濡れた地面、水たまりが赤黒く染まっている場所もある。
この町を守った兵士たちも懸命に戦ったのだろう。引き裂かれた鉄の鎧や、折れた両刃の剣、割れた鞘などが落ちていた。
このような残酷な破滅が何故、この町を襲ったのか?
レファルタ教の教会も無く、シャーディア教団の施設も見当たらないこの土地で、どんな神を祀っていたかは分からない。
小さな神殿らしい場所もあったが、なんの偶像もなく、無機質な空間があるだけの祈りの場。この町の信仰心は自然信仰に近かったのかもしれない。山側に作られた神殿風の小さな建物。
そこには祀られていた神などいなかったのだろう。
市民の一人一人がそれぞれの思い描く精霊や、神を畏れ敬う──そんな素朴な信仰心を抱く者たちの町だったのではないか。
だが、この町を救う神などどこにも居なかったのだ。むしろこの町の住人は、魔神や邪神を崇めていた方がマシだったかもしれない。化け物どもに襲われ、無惨に喰い殺されるよりは。
肉やパン、チーズを食べると気持ちが落ち着いてきた。
町の惨状を見せつけられた俺は、知らず知らず気持ちが昂ぶっていたらしい。
この町の住人が虐殺された場で食事を取り、落ち着くとは──我ながら、多くの死霊や魔神などと渡り合ってきただけはある。
軽めの食事のあとにゆっくりと休憩を入れた俺は、しんと静まり返る周囲に神経を張り巡らせる。

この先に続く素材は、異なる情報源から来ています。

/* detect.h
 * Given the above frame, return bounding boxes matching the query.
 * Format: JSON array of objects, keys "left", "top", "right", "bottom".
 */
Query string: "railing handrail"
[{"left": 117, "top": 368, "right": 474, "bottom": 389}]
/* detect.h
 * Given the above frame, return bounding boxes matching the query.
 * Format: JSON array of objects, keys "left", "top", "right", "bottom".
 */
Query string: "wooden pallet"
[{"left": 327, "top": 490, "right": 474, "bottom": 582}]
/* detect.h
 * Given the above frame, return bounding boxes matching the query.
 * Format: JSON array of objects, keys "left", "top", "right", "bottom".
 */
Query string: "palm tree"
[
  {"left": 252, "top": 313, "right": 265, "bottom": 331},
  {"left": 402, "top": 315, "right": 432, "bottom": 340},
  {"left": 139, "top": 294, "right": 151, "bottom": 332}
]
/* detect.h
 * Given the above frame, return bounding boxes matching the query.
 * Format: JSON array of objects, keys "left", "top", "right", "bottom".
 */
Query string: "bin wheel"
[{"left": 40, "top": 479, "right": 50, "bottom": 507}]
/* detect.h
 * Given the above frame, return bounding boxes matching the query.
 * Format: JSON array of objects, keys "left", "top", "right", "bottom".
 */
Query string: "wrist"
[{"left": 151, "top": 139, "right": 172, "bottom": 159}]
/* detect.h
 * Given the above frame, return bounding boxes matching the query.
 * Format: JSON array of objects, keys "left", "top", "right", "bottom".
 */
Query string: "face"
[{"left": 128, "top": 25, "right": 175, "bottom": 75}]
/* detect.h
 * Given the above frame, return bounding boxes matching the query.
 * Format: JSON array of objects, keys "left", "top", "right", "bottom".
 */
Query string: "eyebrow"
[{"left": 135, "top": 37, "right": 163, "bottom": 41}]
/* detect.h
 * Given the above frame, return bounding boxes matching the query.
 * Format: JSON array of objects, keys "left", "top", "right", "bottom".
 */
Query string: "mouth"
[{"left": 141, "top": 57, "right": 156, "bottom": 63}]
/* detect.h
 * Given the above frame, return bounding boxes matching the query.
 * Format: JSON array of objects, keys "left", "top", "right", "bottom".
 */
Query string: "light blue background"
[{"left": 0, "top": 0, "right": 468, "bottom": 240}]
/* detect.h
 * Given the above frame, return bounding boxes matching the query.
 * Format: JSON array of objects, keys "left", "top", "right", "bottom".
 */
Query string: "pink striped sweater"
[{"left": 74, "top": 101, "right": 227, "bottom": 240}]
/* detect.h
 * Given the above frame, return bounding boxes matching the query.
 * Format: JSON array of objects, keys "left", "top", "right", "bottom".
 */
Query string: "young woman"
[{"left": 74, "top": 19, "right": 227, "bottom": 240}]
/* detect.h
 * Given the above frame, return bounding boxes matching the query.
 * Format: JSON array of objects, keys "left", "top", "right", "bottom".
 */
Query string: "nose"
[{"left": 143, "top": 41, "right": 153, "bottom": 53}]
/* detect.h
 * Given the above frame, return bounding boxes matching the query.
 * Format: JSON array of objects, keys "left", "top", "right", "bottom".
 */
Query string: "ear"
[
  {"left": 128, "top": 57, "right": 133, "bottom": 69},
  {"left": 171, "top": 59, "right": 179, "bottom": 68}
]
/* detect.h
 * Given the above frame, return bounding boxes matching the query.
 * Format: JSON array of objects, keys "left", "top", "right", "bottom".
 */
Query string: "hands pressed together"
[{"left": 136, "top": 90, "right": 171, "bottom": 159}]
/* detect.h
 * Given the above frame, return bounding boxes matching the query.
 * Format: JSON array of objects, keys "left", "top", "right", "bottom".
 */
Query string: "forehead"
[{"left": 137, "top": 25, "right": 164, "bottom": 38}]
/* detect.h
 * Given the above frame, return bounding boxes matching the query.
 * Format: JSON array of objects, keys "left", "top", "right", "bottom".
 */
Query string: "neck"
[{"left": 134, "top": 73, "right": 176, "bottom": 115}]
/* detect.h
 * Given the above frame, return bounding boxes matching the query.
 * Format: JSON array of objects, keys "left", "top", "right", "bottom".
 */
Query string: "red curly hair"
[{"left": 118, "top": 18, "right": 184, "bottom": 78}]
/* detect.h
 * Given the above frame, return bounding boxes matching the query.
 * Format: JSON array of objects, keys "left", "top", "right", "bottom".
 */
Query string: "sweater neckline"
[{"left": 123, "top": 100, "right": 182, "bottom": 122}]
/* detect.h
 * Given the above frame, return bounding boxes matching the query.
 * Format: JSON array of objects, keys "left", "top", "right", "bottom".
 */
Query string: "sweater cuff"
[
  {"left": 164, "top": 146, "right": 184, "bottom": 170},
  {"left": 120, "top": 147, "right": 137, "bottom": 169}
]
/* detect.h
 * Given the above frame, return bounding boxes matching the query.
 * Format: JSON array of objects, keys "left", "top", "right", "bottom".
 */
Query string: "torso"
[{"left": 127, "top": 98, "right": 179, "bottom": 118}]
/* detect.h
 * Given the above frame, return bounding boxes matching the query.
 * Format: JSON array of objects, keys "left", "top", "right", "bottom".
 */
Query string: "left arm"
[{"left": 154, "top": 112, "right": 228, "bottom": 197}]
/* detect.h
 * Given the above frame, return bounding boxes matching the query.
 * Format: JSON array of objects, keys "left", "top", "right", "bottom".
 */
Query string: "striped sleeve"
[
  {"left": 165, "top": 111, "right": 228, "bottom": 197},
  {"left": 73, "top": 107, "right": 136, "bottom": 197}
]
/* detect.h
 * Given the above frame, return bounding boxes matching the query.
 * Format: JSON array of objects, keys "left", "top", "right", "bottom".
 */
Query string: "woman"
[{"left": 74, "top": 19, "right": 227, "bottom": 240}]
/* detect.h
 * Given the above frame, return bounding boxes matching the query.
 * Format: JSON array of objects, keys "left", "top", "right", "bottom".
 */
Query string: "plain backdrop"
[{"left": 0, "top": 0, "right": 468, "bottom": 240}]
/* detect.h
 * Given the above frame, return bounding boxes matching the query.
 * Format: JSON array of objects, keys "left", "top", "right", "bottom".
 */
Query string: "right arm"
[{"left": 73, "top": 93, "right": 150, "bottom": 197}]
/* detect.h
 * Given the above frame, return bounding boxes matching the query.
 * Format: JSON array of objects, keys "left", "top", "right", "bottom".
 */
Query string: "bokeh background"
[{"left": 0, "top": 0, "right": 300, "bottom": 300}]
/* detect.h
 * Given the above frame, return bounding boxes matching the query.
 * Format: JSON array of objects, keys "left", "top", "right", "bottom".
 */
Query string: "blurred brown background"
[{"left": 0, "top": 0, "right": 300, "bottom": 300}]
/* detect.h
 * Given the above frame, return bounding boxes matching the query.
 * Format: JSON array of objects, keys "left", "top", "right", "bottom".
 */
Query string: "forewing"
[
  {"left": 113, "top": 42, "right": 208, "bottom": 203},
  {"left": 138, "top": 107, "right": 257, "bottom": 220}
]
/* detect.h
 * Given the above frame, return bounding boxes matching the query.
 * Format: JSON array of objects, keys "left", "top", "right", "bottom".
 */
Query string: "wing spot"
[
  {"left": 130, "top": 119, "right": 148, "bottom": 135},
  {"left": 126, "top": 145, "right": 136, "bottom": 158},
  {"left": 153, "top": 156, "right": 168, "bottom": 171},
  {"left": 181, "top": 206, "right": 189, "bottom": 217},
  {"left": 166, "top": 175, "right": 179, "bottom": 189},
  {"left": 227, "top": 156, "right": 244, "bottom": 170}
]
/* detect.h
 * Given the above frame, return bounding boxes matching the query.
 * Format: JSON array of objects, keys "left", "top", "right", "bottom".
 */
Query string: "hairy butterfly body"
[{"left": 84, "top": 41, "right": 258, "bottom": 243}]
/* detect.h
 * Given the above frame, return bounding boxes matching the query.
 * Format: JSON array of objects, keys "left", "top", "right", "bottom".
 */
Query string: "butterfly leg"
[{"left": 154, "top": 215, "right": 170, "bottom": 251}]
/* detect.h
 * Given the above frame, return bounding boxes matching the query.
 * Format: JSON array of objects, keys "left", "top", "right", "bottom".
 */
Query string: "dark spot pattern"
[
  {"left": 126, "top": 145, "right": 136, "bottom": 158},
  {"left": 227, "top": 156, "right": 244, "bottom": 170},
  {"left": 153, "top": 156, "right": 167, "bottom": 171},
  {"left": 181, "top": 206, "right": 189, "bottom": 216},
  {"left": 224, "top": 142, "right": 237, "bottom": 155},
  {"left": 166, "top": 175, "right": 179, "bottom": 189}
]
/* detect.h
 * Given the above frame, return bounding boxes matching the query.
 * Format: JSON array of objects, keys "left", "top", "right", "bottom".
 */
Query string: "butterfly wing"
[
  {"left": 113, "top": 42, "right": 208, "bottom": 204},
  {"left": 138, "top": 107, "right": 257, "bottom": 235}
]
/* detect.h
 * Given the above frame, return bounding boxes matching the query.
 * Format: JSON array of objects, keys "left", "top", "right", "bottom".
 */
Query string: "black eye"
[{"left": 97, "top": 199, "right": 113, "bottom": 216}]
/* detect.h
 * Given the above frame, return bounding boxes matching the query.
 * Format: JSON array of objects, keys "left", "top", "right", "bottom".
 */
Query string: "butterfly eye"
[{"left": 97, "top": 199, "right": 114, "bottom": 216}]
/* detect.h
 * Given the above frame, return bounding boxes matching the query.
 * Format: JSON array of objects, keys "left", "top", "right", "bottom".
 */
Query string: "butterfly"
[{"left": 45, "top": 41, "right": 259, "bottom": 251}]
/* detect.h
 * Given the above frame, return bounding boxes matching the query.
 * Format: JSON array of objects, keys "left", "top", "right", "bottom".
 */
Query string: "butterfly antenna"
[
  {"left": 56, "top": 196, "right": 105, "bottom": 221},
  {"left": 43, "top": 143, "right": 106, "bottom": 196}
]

「聴死」の霊感はしないが、なにかがあると感じ始めたのだ。嫌な予感が静寂の中から響いてくる。
どん、どどん、どん、どどん……
遠くから音が聞こえてきた気がした、まるで振動が響いてきているみたいに。
だが──その音は、空間そのものが鼓動しているみたいに感じる音だ。
建物の外に出ると、ミシミシとなにかが軋む音が聞こえる。それもどの方向からという断定ができない。あらゆる方向から聞こえてくる。
「まさか──異界化⁉」
どぉぅぅん──そんな奇妙な音が弾けた。
崩れ去る視界。
しかしそれは一瞬の事。
目を細めたそのあとには、暗い赤色に染まる町の中に一人立っていた。
町の様子は一変し、空は赤い色に染まっている。
異界の中に閉じ込められてしまったのだ。
土が剥き出しの道の先でなにかが動いた。俺は建物の陰に隠れて様子を窺う。
混乱と恐怖が心の中を侵蝕してくる。──駄目だ、そうした情動に流されてはいけない。
俺は意識を集中し、覚悟を決めた。
この異界を作り出す者を倒し、必ず生還しなければならない。
一休みするつもりが、町が全滅……
町の様子、その描写に力を入れました。町に住んでいた人の恐怖や絶望が伝われば、まあ怖い話ですね。